I suspect many people who have been following the ideological aspect of transgender rights will have a great idea why it is no longer treated as a mental illness and exactly who benefits from that. If I wrote it all out in a post, I suspect it would be deleted.
It was fully treated as a mental illness previously. Trans people worked very hard to have being transgender destigmatised. So now, there is this position where being transgender cannot be said to be a mental illness nor treated as other body dysmorphias are, because to treat it that way may mean a patient will no longer feel they are transgender and the trans community think that is conversion therapy.
There was also the ethical issue of treating this group with irreversible physical modifications for a mental health issue. And for that to be funded by the NHS.

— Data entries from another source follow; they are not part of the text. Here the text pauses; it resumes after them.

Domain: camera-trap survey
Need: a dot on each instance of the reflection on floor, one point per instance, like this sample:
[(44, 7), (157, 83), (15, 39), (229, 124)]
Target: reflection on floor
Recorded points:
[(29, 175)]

At the moment, there is plenty of emotive discussion about conversion therapy being banned. And true conversion therapy should be banned. However, for LGB people, there are already laws in the UK banning it. In countries where bans that now include transgender conversion therapy bans have been recently put in place, exploratory therapy that challenges whether a patient is transgender and that doesn’t immediately affirm that persons gender from the start has been considered conversion therapy.
In the UK, the law is in discussion because it needs to be carefully worded so that parents sending their child to a therapist that explores exactly why that child suddenly feels dysphoric and doesn’t immediately affirm this gender identity don’t face prison. And that the clinicians doing exploratory therapy are not targeted.
What is very clear is that people who believe they are the opposite or no sex have a very high rate of comorbid conditions. Conditions such as those under the grouping of neuro diverse, conditions that are due to trauma, depression, anxiety, personality disorders, learning difficulties etc. And often more than one comorbid condition. For instance, children who are in care situations seem to have a much higher prevalence of being transgender. This all needs to be explored and has been ignored by trans support groups. It is beginning to be discussed though thanks to Dr Cass and her interim report.
Another major issue that has been exposed is that many, and disproportionately, people with transgender identities are same sex or both sex attracted. And it needs careful exploration to understand if homophobia or biphobia is a cause of this belief that a person is transgender.
I, personally, consider the detaching of being transgender from being a mental health issue is reducing the quality of care that children and adolescents receive.
It also leaves children open to abuse because there really are parents who seem overly invested in their children being transgender. The previous CEO of Mermaids, Suzie Green, notoriously said that her husband was scared their little boy was gay because Jackie like to dress up and play with dolls. For Jackie’s 16th birthday she took Jackie to Thailand to have Jackie’s penis inverted. Readers should look this up for themselves.
Once you start to pull one thread, it leads you to unraveling more.
This report from Denton’s provides quite a bit of background to the political maneuvering that we have seen and we see today. It lays out political strategies. It is a very concerning document that has been pulled from the internet except for this website.
https://gendercriticalwoman.files.wordpress.com/2020/07/iglyo_v3-1-2.pdf
Again, the question to be asked here is who benefits from a lower standard of health care for people who are declaring they are trans? Including all the organisations, not just the individuals.
Just a final note, I don’t believe people should be stigmatised at all for declaring they are transgender. But in detaching it from mental health aspects has caused major issues to the quality of care.